For many modders, Computex can be one of the busiest times of the year as companies scramble to ensure they have specially-crafted mods on display rocking their latest gear. Well, we're no different, as G.Skill got in contact with us to have us produce a scratchbuilt rig that shows off its Trident Z Royal RGB Silver memory! I figured it would be fun to bring everybody along for the ride in bringing this rig to life.
This one's going to be fairly interesting in that, frankly, I don't know what most of the rig will be... sound familiar? This is what we have to work with at the start:
Other parts will drop in as they're needed, but this build will very much be about the form rather than the components themselves (other than the memory, naturally). EKWB has kindly provided all the water-cooling components in this rig, which when combined with some interesting custom acrylic work should make for quite the display.
Oh yes, there is indeed, although you'll have to bear with me on this one, as we're staying nice and vague for the time being. As this is a scratchbuild, we're not really limited to the shapes and forms offered by standard chassis. The focus should also be the memory, as G.Skill are the ones commissioning the build. As such, to me it makes sense to go with an open-chassis design, something that will have all the components on show and very visible.
To that end, I thought it could be cool to have a shot at using the shape from the Trident Z Royal heatspreaders as the basis for the rig. Unfortunately my whiteboard drawing skills are somewhat lacking (it's at an angle, please it's hard, okay) but hopefully this conveys a little of what I'm hoping to do. The plan is to have the leftmost side have an aluminium cover that follows the shape of the heatspreader, behind which will sit an acrylic layer that carries the signature crystalline look of the lighting strips found on the memory.

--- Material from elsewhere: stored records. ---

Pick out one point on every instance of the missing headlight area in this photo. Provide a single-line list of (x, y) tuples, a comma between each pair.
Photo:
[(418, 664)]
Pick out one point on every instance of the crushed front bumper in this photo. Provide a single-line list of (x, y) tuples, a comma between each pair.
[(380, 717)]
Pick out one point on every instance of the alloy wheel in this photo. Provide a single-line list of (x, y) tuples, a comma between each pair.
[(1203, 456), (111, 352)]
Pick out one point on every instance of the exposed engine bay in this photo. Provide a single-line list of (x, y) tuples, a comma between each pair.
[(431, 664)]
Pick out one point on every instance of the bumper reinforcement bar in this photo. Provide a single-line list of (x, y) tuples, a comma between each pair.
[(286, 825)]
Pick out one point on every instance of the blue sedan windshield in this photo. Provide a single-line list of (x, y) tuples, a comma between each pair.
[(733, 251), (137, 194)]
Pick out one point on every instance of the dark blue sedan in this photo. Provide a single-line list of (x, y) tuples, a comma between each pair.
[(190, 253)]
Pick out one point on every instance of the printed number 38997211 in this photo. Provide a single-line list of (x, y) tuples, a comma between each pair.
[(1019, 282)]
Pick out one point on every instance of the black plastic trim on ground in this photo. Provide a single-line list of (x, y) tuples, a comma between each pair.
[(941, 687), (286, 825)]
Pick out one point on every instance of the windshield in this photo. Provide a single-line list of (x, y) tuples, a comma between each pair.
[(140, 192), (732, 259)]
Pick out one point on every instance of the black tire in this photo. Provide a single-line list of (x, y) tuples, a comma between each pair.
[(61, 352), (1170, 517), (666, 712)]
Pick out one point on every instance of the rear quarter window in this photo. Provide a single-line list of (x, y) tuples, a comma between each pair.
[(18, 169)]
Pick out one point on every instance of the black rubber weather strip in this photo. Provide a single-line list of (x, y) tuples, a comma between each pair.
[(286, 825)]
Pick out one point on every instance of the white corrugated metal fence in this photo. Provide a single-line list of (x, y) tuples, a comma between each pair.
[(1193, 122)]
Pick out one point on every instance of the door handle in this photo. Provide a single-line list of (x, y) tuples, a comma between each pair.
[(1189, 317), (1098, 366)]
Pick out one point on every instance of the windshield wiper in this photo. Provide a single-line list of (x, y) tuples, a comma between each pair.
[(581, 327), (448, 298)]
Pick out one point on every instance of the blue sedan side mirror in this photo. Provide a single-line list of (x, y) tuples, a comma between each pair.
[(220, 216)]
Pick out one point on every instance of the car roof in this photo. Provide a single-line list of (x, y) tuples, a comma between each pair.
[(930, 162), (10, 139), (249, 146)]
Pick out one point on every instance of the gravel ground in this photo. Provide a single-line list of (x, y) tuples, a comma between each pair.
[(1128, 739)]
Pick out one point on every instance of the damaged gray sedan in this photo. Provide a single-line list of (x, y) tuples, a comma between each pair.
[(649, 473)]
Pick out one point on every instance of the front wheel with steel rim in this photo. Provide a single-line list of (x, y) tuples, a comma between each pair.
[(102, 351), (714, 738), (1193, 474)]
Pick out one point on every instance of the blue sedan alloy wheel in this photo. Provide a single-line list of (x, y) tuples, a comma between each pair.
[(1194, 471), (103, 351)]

I'm looking to machine the crystal accents from thick acrylic, which should be a fun challenge, as I've never really done a lot of 3D machining work. Inside those sections will sit LEDs that can be synced up to the memory. All the remaining aluminium portions will be polished up to add that signature sparkle. This look will be emulated on the right hand side too, behind which will sit the 480mm radiator. For the water-cooling, my current plan is to have the CPU tubes head straight upwards to a motherboard distro plate, inside of which will be fitted a DDC PWM pump.
I'll be digging into the structural parts in the next update, as I still have much to draw up before I can commit to any particular cuts. For now, let's begin with a seemingly simple mod to be done to the CPU water block.
One little thing that's never really gelled with me is how the EKWB Velocity CPU blocks have a little plastic collar on them. I do understand why this is so, but it definitely feels a little at odds with the general heft of the water block, especially the full nickel one that I'll be using. As such, it seemed a good idea to begin by making a custom accent piece from solid aluminium instead!
This piece is a fairly interesting machining job for somebody with a setup like mine, mostly because it's a double-sided operation where most of the sides will want to be accessed on the second op. Conveniently, I'd recently set up my fixture plate to accommodate a Saunders Machine Works Modular Vice system, which seemed like the ideal workholding solution for a part like this.
The majority of the cutting was for making the interior pocket; I wanted to make sure that the LED cable would still fit with the new collar installed, which meant machining out a recess. I used a 4mm Datron 4-in-1 single flute endmill for this, then slot cut around the exterior to cut the part out from the stock. To ensure it remained affixed to the material, I added 4 little tabs to the perimeter which can be snipped off and cleaned up afterwards.
Flipping this part was interesting, as I've not really had to do this sort of work before. After installing the vice, I fitted the part and found the zero point. I was careful to make sure that the tabs wouldn't be on the edges held by the vice, else they could throw off the measurements. I decided to pass on facing the part since I would need to be sanding it later anyway. Using a 6mm chamfer mill I went around the outside of the part, applying a 0.5mm cut. I then finished up with an engraving bit, cutting 0.2mm into the material surface. In case you're curious, the font is the same one as used by G.Skill on the memory heatspreaders.
With the milling complete, it was time to move onto the finishing. This part needs to be shiny to be in keeping with the other components going into the rig, so that meant going through all the grits from 320-4000 and a lot of elbow grease. To help with the interior corners I first went at it with a rotary bristle disc on the Foredom. For the lettering, I used black superglue as an infill material, which was then sanded down to be flush with the surface. Finally a trip to the buffing wheel ensured it was suitably shiny and chrome!